Jean-Luc Gleyze - Pour cinq nouveaux collèges que nous allons ouvrir à la rentrée prochaine en Gironde, l'État ne propose de mettre à disposition qu'une seule infirmière scolaire. Autant dire que c'est une dotation largement insuffisante. Aujourd'hui, on est plutôt sur une infirmière pour deux collèges. Mais il faudrait pratiquement une infirmière par collège pour faire correctement le travail. Quand vous avez des collèges avec 700, 800 ou 900 gamins, il faut quelqu'un qui soit présent en permanence. Il y a toujours un des enfants qui a un problème particulier et qu'il faut accueillir à l'infirmerie.
Dans le cadre du projet de loi 3DS, le gouvernement avait envisagé le transfert de la médecine scolaire aux départements, avant de faire machine arrière (lire notre article du 11 janvier). Comment interprétez-vous cette attitude ?
Cette loi, que je n'appelle pas 3DS mais loi E, pour loi Épicerie, se voulait un grand acte de décentralisation, mais a été progressivement déshabillée de toute vision politique de ce que devrait être une nouvelle étape de décentralisation. À partir de là, on est sur des petits bouts de sujets divers et variés, qui concernent tantôt les routes, tantôt l'autorité fonctionnelle sur les gestionnaires de collège, alors que la vraie question était de voir ces gestionnaires de collège intégrer les personnels départementaux. C'est une cote mal taillée qui a été proposée et toute la loi est à l'avenant, avec des demi-réponses à de vraies questions. C'est quelque chose de complètement insatisfaisant. La question des infirmières scolaires a été abordée à un certain moment puis a disparu de la loi. J'imagine que les syndicats d'infirmières scolaires n'étaient pas d'accord sur le transfert aux départements. Mais c'est au gouvernement de dire pourquoi il a enlevé ce sujet du texte...
In fine, la ministre de la Cohésion des territoires s'est déclarée favorable à un amendement prévoyant l'élaboration par le gouvernement d'un rapport "retraçant les perspectives du transfert de la médecine scolaire aux départements". L'État a donc laissé la porte ouverte sans toutefois lancer d'appel à expérimentation…
Effectivement, ce qui avait été lancé, c'est l'idée que la santé scolaire puisse arriver dans le giron des départements.
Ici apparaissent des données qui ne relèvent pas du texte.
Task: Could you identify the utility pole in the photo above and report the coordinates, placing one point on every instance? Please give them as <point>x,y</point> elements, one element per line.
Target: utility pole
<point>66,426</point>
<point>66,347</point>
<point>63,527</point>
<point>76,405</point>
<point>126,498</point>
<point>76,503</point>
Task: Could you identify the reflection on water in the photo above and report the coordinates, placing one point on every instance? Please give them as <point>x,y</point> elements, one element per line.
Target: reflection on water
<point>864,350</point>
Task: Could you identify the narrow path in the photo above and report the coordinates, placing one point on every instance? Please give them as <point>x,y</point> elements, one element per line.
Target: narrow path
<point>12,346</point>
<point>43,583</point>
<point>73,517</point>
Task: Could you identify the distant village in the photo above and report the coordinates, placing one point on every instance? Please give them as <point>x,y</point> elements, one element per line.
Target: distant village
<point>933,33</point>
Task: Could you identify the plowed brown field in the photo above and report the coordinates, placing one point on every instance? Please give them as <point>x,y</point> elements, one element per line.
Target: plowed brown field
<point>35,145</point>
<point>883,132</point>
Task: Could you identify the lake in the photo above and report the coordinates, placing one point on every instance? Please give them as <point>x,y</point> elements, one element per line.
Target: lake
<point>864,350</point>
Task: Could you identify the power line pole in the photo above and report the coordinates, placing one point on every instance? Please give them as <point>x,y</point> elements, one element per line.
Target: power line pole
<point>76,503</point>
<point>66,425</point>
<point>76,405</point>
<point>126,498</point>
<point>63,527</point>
Donc, comme la loi s'est arrêtée en cours de route et a laissé ce sujet de côté, l'idée de notre motion est de dire que l'on veut bien revendiquer cela.
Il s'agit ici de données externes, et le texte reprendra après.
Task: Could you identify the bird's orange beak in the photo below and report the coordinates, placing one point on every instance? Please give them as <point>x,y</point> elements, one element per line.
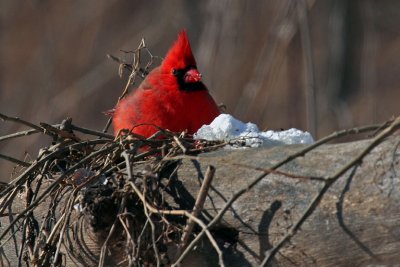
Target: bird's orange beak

Pourquoi cette revendication ?
L'optique de départ est de réclamer l'expérimentation parce que nous défendons un service public départemental de prévention. Nous avons pour mission la promotion et la prévention de la santé, qui est une mission régalienne [sic] des départements. Nous commençons avant la naissance et immédiatement après la naissance avec la protection maternelle et infantile. Ensuite, nous assurons normalement les examens de santé scolaire en école primaire. Mais après, nous ne voyons plus les enfants car nous n'avons plus cette responsabilité. Je souhaite donc qu'on construise un service départemental de prévention de la santé de la naissance à l'âge adulte. Pour cela, il faut que ce passage scolaire, aujourd'hui hors de nos radars, nous permette de réinvestir ce champ. C'est la raison pour laquelle nous demandons à expérimenter la santé scolaire pour les collégiens. Mais pas à n'importe quel prix. Il faut savoir ce que signifie répondre correctement aux enjeux de santé scolaire de ces jeunes. Cela implique de savoir de combien de postes d'infirmières nous avons besoin et quel est le coût induit.
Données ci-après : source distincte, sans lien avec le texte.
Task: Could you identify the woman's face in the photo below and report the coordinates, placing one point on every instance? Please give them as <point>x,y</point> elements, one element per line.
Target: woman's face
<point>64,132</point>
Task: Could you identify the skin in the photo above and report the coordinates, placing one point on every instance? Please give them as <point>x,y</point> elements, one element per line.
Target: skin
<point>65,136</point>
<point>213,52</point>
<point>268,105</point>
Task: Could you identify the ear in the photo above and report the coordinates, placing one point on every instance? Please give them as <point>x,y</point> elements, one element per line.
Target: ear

Vous ne revendiquez donc pas uniquement la compétence en matière de santé scolaire au collège, mais aussi un travail d'évaluation sur le niveau d'investissement nécessaire en la matière…
L'idée est de démontrer à l'État que les moyens sont aujourd'hui insuffisants. Et si nous pouvons accepter une expérimentation, cela sous-entend que préalablement nous ayons défini la réalité des besoins qui aujourd'hui ne sont pas suffisamment couverts par l'État. Derrière la demande d'expérimentation et de décentralisation, il y a avant tout une demande de remise à niveau ou, en tout cas, d'estimation de ce que doit être le bon niveau de service public en matière de santé scolaire. À partir de là, nous dirons à l'État, nous prenons la santé scolaire à telle hauteur, donc vous devez nous donner les moyens correspondants. Ce que je refuserais, c'est que le gouvernement nous transfère la santé scolaire dans les collèges à la hauteur de ce qu'elle est aujourd'hui. Cela voudrait dire que, comme elle est actuellement carentielle, nous aurions demain à assumer le différentiel. De cela, il n'est pas question. Soit nous nous entendons sur le bon niveau pour garantir ce service public, auquel cas on nous transfère les charges mais aussi les recettes, soit nous ne nous entendons pas là-dessus. Et ce serait alors une réponse négative de notre part.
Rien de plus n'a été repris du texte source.